As for President Reagan's inflation-busting rhetoric: this administration has submitted a fiscal plan which actually increases the government's role in pumping up prices. During the next five years, this administration hopes to increase military spending by $181 billion--which amounts to about ten times the current total payments of Medicare and Medicaid for services to the aged. Correcting for inflation, economist Lester Thurow calculated that this planned increase in military spending is roughly equal to three times the inflation-fuelling amount added to the military budget during the Vietnam-years of 1965 to 1970. And Reagan's planned tax cuts also threaten to aid inflation. Unless Americans somehow start saving at vastly higher rates, the income-tax cuts will not, incidently, offer much to the elderly. A study done in the 1970s concluded that 60 per cent of those over sixty-five received an annual income of less than five thousand dollars. For those old people, a 10 to 30 per cent income tax cut--about $50 to $100--would mean little indeed.

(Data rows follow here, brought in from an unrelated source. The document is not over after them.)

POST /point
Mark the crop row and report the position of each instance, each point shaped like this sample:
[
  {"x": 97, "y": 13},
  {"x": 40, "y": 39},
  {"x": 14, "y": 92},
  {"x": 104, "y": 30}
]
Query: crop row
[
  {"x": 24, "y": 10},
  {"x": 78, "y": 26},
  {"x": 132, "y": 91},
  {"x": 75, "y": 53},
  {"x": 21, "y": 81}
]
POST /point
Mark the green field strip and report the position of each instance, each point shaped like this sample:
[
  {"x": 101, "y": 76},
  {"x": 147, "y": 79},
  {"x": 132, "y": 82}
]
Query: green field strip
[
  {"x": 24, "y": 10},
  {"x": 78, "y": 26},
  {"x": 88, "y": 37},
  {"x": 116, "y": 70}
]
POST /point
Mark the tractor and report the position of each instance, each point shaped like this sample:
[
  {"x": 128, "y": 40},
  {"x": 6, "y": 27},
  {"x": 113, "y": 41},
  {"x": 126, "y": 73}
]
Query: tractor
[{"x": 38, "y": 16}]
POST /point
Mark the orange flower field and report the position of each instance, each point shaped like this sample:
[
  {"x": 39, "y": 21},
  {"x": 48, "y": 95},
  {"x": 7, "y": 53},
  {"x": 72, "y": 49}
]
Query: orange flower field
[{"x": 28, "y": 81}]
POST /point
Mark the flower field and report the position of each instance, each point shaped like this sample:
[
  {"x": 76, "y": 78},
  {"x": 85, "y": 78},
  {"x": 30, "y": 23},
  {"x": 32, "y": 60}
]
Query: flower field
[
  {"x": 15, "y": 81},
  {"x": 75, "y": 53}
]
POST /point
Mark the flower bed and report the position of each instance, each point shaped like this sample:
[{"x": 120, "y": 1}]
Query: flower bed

A shrinking system of medical aid, a collapsing Social Security structure, and a surging rate of inflation all contribute to the problems of old people. But the increasing strains facing America's elderly do not find fully adaquate explanation in purely economic terms of resource allocation. Many other problems such as stereotyping, segregation, and discrimination reveal more deeply ingrained biases in our youth-oriented society. But President Reagan has promised economic redress, and his plans offer false comfort to his peers. His insidious reordering of American policy towards its senior members will be not only a tragedy for the aged--but also for the ages.